La Roja possède dans ses rangs deux goléadors. David Villa a marqué 18 buts en 28 matchs avec son club de Valence. “El Guaje” est un véritable chasseur de buts en sélection. Son compère en attaque a lui pris une autre dimension depuis sa signature à Liverpool. “El nino”a confirmé tout le potentiel entrevu lorsqu’il faisait le bonheur l’Atletico Madrid. Pour sa première saison en Premier League, Torres inscrit la bagatelle de 24 buts en 33 rencontres.
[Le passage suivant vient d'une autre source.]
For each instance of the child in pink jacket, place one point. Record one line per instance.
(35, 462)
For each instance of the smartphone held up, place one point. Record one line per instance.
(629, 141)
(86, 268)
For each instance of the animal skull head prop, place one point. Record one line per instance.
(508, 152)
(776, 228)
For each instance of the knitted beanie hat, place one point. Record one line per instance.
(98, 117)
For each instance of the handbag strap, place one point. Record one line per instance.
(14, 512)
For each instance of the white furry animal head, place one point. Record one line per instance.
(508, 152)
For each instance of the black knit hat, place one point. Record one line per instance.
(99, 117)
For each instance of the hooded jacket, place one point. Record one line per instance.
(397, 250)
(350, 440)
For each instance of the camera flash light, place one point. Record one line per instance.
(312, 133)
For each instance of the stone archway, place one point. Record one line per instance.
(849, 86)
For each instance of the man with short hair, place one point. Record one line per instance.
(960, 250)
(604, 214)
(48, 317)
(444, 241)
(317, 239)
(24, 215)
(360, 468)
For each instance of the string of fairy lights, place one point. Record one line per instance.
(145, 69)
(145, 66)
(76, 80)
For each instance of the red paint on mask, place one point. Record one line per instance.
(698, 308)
Le milieu de terrain n’est pas à la hauteur de celui du Portugal. Mais les membres qui le composent sont enviés pas bon nombre de clubs. La triplette Xavi-Iniesta-Fabregas fait en effet rêver. Les deux premiers ont connu une saison blanche, vierge de tout titre, avec le Barça. Une année humiliante pour le club, marqué en interne pas les caprices de ses stars. La politique des « quatre fantastiques » a été un incroyable fiasco. Iniesta et Xavi ont été la cible, comme tous leurs coéquipiers, de la colère des socios. L’Euro arrive donc comme une bouffée d’oxygène. Fabregas n’a lui non plus rien gagné cette saison. Arsenal avait pourtant très bien démarré le championnat, mais n’a pas tenu la comparaison contre Manchester et Chelsea. La perle espagnole va disputer sa deuxième compétition internationale. Il va démarrer le tournoi sur le banc.
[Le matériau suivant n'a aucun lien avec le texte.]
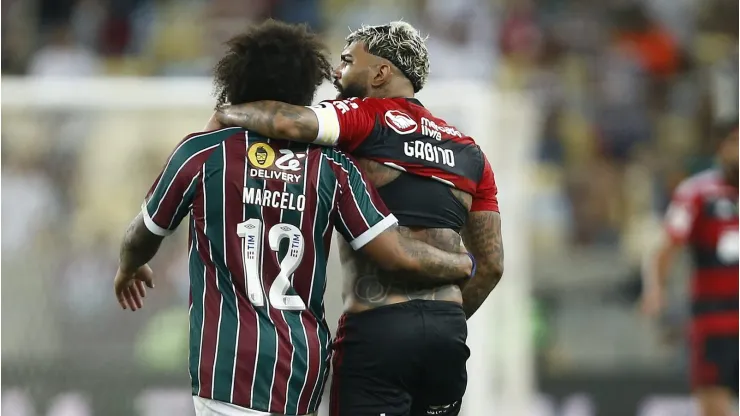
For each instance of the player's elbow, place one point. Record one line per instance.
(286, 128)
(491, 272)
(398, 263)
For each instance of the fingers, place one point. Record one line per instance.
(129, 297)
(146, 275)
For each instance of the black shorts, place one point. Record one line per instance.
(715, 362)
(406, 359)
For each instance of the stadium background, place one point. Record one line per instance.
(591, 112)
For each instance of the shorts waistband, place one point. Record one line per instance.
(412, 305)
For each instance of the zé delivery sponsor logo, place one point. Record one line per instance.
(264, 163)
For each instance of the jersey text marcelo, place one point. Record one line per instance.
(274, 199)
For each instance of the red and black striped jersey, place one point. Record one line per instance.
(402, 134)
(704, 215)
(261, 219)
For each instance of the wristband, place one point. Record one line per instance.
(472, 259)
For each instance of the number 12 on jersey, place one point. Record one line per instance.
(251, 233)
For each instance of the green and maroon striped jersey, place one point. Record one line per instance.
(261, 218)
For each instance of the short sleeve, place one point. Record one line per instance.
(681, 215)
(485, 197)
(171, 195)
(344, 123)
(362, 215)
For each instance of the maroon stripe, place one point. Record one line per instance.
(337, 362)
(304, 279)
(246, 348)
(270, 270)
(351, 214)
(173, 196)
(314, 360)
(212, 310)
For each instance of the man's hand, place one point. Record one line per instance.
(130, 287)
(213, 124)
(272, 119)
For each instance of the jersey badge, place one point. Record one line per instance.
(283, 165)
(400, 122)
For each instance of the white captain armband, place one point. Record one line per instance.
(328, 124)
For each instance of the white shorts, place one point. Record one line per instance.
(208, 407)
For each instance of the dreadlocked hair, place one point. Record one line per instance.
(272, 61)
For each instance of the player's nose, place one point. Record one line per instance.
(337, 74)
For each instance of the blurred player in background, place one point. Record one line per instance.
(400, 347)
(704, 215)
(261, 218)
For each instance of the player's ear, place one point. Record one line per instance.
(382, 74)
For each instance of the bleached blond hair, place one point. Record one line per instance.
(401, 44)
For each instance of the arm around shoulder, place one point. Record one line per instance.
(482, 237)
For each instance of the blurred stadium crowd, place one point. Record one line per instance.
(628, 91)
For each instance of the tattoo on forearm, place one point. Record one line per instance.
(372, 286)
(139, 245)
(436, 265)
(272, 119)
(482, 237)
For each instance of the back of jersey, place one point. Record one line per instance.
(261, 219)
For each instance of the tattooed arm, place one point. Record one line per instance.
(393, 251)
(138, 247)
(272, 119)
(482, 237)
(342, 123)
Le gros point d’interrogation, en ce qui concerne l’Espagne, reste la défense. Le duo Puyol-Marchena n’a pas montré toutes les garanties. Les deux joueurs ont connu des saisons difficiles. Preuve de ses atermoiements défensifs, Aragones a changé neuf fois sa charnière centrale. La Roja peut compter sur les parades d’Iker Casillas. Le gardien du Real a réalisé une saison magnifique, propulsant son club vers le titre.
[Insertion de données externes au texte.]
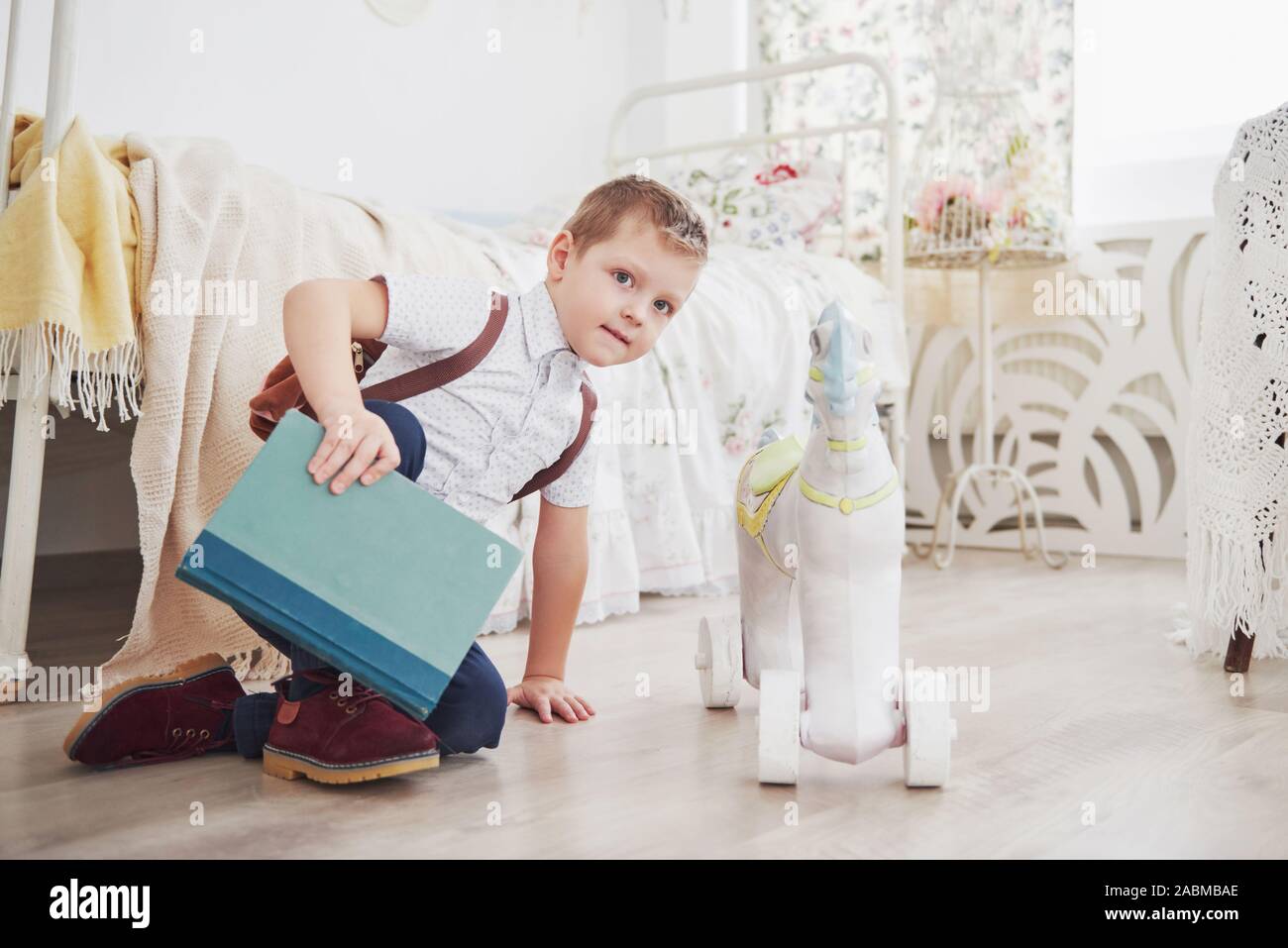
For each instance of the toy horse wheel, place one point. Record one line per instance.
(780, 725)
(930, 729)
(719, 660)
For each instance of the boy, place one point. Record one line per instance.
(616, 275)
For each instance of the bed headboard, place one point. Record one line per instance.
(888, 127)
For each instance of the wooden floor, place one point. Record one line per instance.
(1094, 716)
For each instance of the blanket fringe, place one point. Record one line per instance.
(46, 347)
(1231, 582)
(270, 666)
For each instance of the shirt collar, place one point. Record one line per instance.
(541, 322)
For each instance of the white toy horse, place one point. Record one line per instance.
(831, 515)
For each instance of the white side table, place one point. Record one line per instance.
(954, 485)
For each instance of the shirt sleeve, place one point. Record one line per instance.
(576, 485)
(434, 314)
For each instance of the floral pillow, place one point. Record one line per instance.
(758, 204)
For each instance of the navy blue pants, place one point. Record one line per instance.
(472, 711)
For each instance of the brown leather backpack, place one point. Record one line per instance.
(281, 389)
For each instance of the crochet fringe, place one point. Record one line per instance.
(43, 348)
(1228, 583)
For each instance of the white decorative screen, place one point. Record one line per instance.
(1091, 407)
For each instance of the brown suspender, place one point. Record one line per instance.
(281, 389)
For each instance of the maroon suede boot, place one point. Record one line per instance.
(333, 738)
(155, 719)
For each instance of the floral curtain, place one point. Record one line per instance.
(897, 31)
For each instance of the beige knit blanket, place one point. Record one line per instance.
(220, 244)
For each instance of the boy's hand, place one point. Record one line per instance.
(545, 694)
(359, 445)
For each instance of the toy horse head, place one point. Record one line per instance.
(841, 377)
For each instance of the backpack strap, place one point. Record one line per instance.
(555, 471)
(442, 371)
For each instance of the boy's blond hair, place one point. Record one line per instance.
(601, 211)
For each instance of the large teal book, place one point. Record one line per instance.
(384, 581)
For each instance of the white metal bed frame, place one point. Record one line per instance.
(29, 446)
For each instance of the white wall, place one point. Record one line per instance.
(429, 116)
(1160, 86)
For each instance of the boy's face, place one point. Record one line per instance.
(614, 300)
L’Espagne arrive à cet Euro dans la peau de l’outsider, une situation qui peut lui convenir. Elle est en effet souvent citée comme favorite dans les grandes compétitions. Un statut qu’elle n’a jamais confirmé. Une nouvelle fois en 2006, après un parcours facile en poule, l’Espagne n’a pu franchir le cap des 8es de finale, la faute à la France. Cette difficulté à assumer la pression lui est donc préjudiciable. Pour cet Euro, l’équipe arrive avec deux années de plus. Avec une formation aussi jeune, cela compte. Enfin, la dernière réserve concerne la vie du groupe. Composé d’individualités, Barcelonais contre Madrilènes, le groupe n’est pas en osmose. Une cohésion indispensable pour aller au bout de la compétition.